# She's just about ready for the road



## DavidDymaxion (Dec 1, 2008)

Nice!

One caution, I've read you should not spin the wheels at high speed up in the air, the rear end could hit a resonance. Plus it is more fun to test them under load anyway (on the road).










ddmcse said:


> http://www.youtube.com/watch?v=C6riGhxknAc
> 
> 156 volts, 1000 amp logisystems . Warp 11 , 5 spd RWD


----------



## TX_Dj (Jul 25, 2008)

DavidDymaxion said:


> One caution, I've read you should not spin the wheels at high speed up in the air, the rear end could hit a resonance.

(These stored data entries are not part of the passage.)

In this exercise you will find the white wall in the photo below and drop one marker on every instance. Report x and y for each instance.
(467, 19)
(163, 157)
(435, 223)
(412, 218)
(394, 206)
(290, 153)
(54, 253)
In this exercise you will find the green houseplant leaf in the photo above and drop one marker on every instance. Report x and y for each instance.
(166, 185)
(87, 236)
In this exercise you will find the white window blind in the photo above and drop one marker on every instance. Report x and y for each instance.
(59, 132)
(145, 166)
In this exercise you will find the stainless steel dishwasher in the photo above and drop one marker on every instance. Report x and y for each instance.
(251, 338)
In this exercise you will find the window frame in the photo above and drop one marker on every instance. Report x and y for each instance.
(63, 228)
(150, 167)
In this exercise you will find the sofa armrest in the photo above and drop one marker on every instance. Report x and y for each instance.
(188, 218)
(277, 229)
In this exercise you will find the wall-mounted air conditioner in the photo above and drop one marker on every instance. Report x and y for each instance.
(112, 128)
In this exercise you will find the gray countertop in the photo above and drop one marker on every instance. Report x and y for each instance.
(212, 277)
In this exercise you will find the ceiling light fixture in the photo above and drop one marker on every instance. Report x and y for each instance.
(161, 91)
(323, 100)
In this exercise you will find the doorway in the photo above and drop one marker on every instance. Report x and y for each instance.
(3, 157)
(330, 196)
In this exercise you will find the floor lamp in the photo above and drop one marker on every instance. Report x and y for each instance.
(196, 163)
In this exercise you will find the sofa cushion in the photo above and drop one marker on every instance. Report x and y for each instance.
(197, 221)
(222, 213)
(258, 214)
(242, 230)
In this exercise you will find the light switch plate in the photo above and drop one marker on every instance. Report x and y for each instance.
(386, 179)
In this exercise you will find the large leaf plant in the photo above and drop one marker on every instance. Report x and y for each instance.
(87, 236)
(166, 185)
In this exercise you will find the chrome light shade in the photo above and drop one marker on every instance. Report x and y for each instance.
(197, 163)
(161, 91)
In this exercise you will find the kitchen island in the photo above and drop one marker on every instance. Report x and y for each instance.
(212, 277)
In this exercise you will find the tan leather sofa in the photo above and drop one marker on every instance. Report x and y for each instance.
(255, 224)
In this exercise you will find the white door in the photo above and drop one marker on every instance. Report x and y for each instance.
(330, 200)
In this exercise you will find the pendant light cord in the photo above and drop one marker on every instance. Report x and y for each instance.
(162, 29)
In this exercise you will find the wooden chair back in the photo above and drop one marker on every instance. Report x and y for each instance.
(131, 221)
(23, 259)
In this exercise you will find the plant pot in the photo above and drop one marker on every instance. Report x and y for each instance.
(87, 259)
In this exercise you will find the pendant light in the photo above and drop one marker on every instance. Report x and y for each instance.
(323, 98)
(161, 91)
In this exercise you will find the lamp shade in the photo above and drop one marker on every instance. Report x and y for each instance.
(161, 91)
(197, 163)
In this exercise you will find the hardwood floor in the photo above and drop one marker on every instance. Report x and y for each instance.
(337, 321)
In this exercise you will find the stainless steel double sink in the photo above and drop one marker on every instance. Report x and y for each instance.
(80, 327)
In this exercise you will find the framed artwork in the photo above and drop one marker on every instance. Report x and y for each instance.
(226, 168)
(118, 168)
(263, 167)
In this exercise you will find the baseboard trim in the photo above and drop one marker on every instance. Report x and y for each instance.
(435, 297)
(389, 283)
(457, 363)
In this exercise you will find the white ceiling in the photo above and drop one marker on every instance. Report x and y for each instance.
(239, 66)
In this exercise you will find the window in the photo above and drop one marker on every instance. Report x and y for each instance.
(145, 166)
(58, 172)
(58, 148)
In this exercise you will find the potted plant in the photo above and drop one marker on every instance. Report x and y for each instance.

Not to mention, if anything happens that knocks the car off the jack stands, you're in for a world of hurt.


----------



## ddmcse (Oct 9, 2008)

She's not on the jacks anymore 
http://www.youtube.com/watch?v=xtSvETL2S4s


----------



## DavidDymaxion (Dec 1, 2008)

Looking good! That's a more fun way to test, too!


ddmcse said:


> She's not on the jacks anymore
> http://www.youtube.com/watch?v=xtSvETL2S4s


----------



## electrabishi (Mar 11, 2008)

ddmcse said:


> She's not on the jacks anymore
> http://www.youtube.com/watch?v=xtSvETL2S4s


I did the same thing, first test run... no hood..... Why wait right 

Actually Pinto had no fenders either 

It is fun though, that first ride. Big 'ol EV Grin 

Is that rear end going to hold up to that 11" motor? Don't know if they beefed them up for the Turbo models, I would think so.

Mike


----------



## ddmcse (Oct 9, 2008)

my uncle drove up in an audi w12. To see and hear him giggle with EV envy was priceless.


----------



## electricmini (Oct 21, 2008)

ddmcse said:


> She's not on the jacks anymore
> http://www.youtube.com/watch?v=xtSvETL2S4s



Holy cow you've beaten me to it!!!

Well done Dan, I bet you must be grinning from ear to ear, 
and deservedly so 

It's even sweeter that your Supe's an Aerotop....
nice sunny weather, top off, no noise... 
(apart from the screeching tyres...)


Richard (electricmini)
Electric Supra (still in progress  )


----------



## ddmcse (Oct 9, 2008)

Richard, so far it's EVerything I hoped it would be . Just like before, I put it into 5th gear and cruise the back roads, real smooth. Supras ride like a dream. Yeah the Targa top makes it even cooler . this is the season for the top off ! I'll be driving it to work soon and that will finally shut em up.


----------



## ddmcse (Oct 9, 2008)

http://picasaweb.google.com/ddmcse/ElectricSupra#5480222723807379106

I think the rear end will be fine.


----------